1997-10-17 - Marutukku - cryptographic filing system

Header Data

From: Julian Assange <proff@iq.org>
To: cypherpunks@toad.com
Message Hash: 8db4ebe162fa25a233d39963b1cfec27f94757171be4a3e5979b79a8c387cf73
Message ID: <19971017123313.25514.qmail@iq.org>
Reply To: N/A
UTC Datetime: 1997-10-17 12:56:52 UTC
Raw Date: Fri, 17 Oct 1997 20:56:52 +0800

Raw message

From: Julian Assange <proff@iq.org>
Date: Fri, 17 Oct 1997 20:56:52 +0800
To: cypherpunks@toad.com
Subject: Marutukku - cryptographic filing system
Message-ID: <19971017123313.25514.qmail@iq.org>
MIME-Version: 1.0
Content-Type: text/plain




Marutukku (my cryptographic file system/block device) is due for first
beta sometime next week.
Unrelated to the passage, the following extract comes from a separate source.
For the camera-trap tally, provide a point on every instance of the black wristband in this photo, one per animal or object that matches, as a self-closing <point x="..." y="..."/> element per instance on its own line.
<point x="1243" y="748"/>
Before release, I'd like some (strong!)
criticism of the sub key generation / chaining techniques I'm
using. But first, for those who haven't a frigging clue what Marutukku
is, here is a hastily drawn non-cryptographic (more about that later)
features list:

	o OS independent (excepting two files pertaining only to the
          kernel drivers)

	o Currently implemented as a 4.4bsd (Free/Net/OpenBSD)
	  loadable kernel module, and client (I have someone working
          on the Linux port, but no promises).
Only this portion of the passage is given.